Утром после хлеба-сыра-спиртного, подкреплённых
даровым гостеприимством, которое может продолжаться, пока погода не
успокоится, мы выходим. В то утро солнце и горы были великолепны; ветер
утих, дорога всё время вниз через препятствия, с прыжками, километровыми
спусками, которые приводят вас в Аироло, по другую сторону туннеля, где
дорога вновь принимает характерный альпийский вид с бесконечными
поворотами, ущельями, но всё время вниз. Это Тессен».

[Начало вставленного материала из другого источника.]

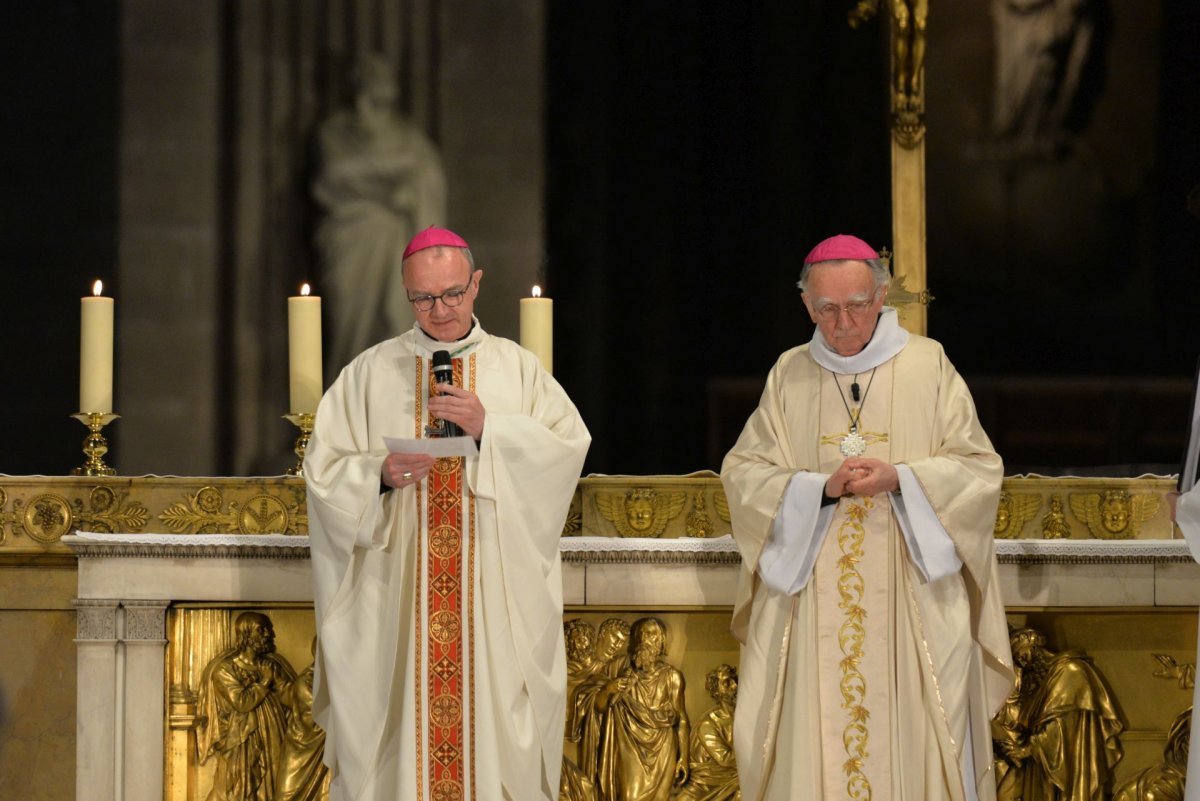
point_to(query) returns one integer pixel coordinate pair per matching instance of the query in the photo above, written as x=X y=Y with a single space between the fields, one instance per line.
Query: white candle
x=304 y=351
x=538 y=327
x=96 y=351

В порту Генуи, защищённом гигантскими волнорезами,
Рембо раздобыл себе место на корабле, который направлялся в Александрию.
Он прибыл туда дней через десять и сразу же начал подыскивать работу.
Довольно быстро представились разные возможности: работа в одной крупной
сельскохозяйственной компании, служба на англо-египетской таможне «с
хорошим содержанием» или
переводчиком на Кипре при строительной бригаде французского предприятия
«Эрнест Жан и Тиаль-сын», которое занималось прокладкой железных дорог,
строительством фортов, казарм, госпиталей, портовых сооружений, рытьем
каналов.
Он решил отправиться на Кипр.
Четвертого июня того же 1878 года, по Сан-Стефанскому
договору и согласно решениям Берлинского конгресса, Турция за солидную
ежегодную арендную плату передавала управление островом Англии. В
соответствии с заключёнными между ними соглашениями, позволявшими
англичанам развернуть там батальон, они получили превосходный пост
слежения посредине морского пути от Дарданелл до Суэцкого залива.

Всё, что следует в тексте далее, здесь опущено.